El presidente de Estados Unidos, George W. Bush, podría estar considerando una posible retirada inicial de tropas estadounidenses de Irak a partir del próximo septiembre. Sin embargo, esta decisión es un arma de doble filo, ya que responde a la necesidad de aumentar el número de militares en Afganistán, donde el nivel de los ataques talibanes se ha incrementado durante los últimos meses.
De hecho, según adelantaba 'The New York Times' al citar fuentes militares, el número de uniformados muertos en combate durante mayo y junio fue mucho mayor en tierras afganas que en Irak, algo que pone de manifiesto el incremento de ataques por parte de las guerrillas en la zona.
El periódico asegura que existe un consenso entre Washington y Bagdad sobre la imperiosa necesidad de enviar más tropas al país vecino. «No hay realmente una discusión de cifras, sino respecto a las condiciones sobre el terreno», según un funcionario militar en la capital iraquí citado por el diario que asegura que esas condiciones «son mucho más favorables» que «incluso hace dos meses».
Aunque de momento no se haya tomado ninguna decisión al respecto, todo parece indicar que Bush, que abandonará la Casa Blanca el próximo 20 de enero, podría autorizar la salida de una a tres brigadas del total de quince que actualmente se encuentran desplegadas en Irak. Esto provocaría cierto desahogo en el Pentágono y permitiría reforzar la operaciones afganas, así como otras misiones militares estadounidenses en el resto del mundo.
Retén de 120.000 hombres
Sin embargo, si echamos un vistazo a las cifras, la reducción no sería tan significativa. Suponiendo que el plan del mandatario llegase a buen puerto, en Irak seguirían entre 120.000 y 130.000 militares norteamericanos, del tope de 170.000 autorizados por el presidente el año pasado tras el dramático incremento de ataques insurgentes en el país. Cabe recordar que el aumento de 20.000 uniformados aprobado en 2007 ha logrado reducir la violencia en Irak a niveles desconocidos hasta ahora, pero, según el inquilino de la Casa Blanca, los iraquíes no han logrado aprovecharse de esta situación y realizar progresos políticos sustanciales.
Por supuesto, una decisión de este calibre jugaría un papel crucial dentro de la actual campaña presidencial, según indicaba el rotativo estadounidense. Una posible retirada, por pequeña que esta sea, afectaría a los planes que los candidatos demócrata, Barack Obama, y republicano, John McCain, trazan para el futuro del país árabe. Dado que McCain apoya completamente la actual estrategia de la Administración Bush en Irak, la decisión podría jugar a su favor, ya que cualquier reducción de tropas haría indicar que el proyecto actual funciona.
La Casa Blanca no quiso hablar sobre el repliegue, pero el portavoz Gordon Johndroe dijo al periódico que, aunque el presidente esperaba traer a más soldados de regreso a casa, aguardaría a la recomendación de esperar hasta septiembre realizada por el general David Petraeus, el comandante estadounidense en el país pérsico, indicó 'The New York Times'.
«Por ahora», dijo Johndroe, «continuaremos las discusiones con los iraquíes sobre nuestros objetivos compartidos de una presencia de soldados estadounidenses reducida». añadió, según la publicación.

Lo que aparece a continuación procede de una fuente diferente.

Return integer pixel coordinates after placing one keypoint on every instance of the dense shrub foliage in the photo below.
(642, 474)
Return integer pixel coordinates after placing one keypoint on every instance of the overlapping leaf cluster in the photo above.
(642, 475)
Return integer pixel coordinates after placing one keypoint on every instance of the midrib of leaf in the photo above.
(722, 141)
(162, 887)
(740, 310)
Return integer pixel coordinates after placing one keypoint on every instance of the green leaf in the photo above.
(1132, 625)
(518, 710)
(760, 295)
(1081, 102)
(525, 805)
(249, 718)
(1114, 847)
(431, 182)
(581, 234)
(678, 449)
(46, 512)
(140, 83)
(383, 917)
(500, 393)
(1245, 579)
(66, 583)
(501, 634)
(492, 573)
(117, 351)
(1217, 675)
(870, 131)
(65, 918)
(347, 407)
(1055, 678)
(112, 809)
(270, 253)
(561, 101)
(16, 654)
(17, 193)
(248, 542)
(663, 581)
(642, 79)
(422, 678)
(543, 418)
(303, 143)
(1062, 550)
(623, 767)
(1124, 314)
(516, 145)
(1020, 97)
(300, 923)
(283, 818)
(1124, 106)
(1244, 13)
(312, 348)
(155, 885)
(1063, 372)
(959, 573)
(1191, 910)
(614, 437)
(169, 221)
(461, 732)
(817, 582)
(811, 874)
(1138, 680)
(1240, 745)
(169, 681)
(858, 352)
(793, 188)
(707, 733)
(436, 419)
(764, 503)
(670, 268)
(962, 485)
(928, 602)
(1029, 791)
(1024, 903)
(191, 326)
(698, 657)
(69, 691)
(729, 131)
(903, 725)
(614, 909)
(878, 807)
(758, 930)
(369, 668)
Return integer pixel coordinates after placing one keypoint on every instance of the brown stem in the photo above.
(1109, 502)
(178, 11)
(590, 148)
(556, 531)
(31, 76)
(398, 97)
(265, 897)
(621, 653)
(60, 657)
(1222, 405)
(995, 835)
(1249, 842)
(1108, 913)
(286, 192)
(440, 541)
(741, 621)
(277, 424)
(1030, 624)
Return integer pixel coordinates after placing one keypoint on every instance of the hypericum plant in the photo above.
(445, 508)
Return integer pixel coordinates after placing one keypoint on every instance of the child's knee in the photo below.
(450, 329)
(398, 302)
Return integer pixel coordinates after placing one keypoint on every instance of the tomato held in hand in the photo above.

Pero las negociaciones no avanzan y se han suspendido las reuniones para determinar el estatus de las tropas norteamericanas en el Golfo, según informó ayer 'The Washington Post'.
Ambas delegaciones trabajarán a partir de ahora en la redacción de un documento 'puente', más limitado en el tiempo como en los objetivos, que permitirá que el Pentágono prolongue su presencia en el país pérsico después de que finalice el mandato de Naciones Unidas a finales de este año. Bagdad exige un calendario, ya que quieren asegurarse de que los soldados estadounidenses no se quedarán en su tierra para siempre. De cualquier forma, sin establecer fechas, en el horizonte planea como referencia el 2009.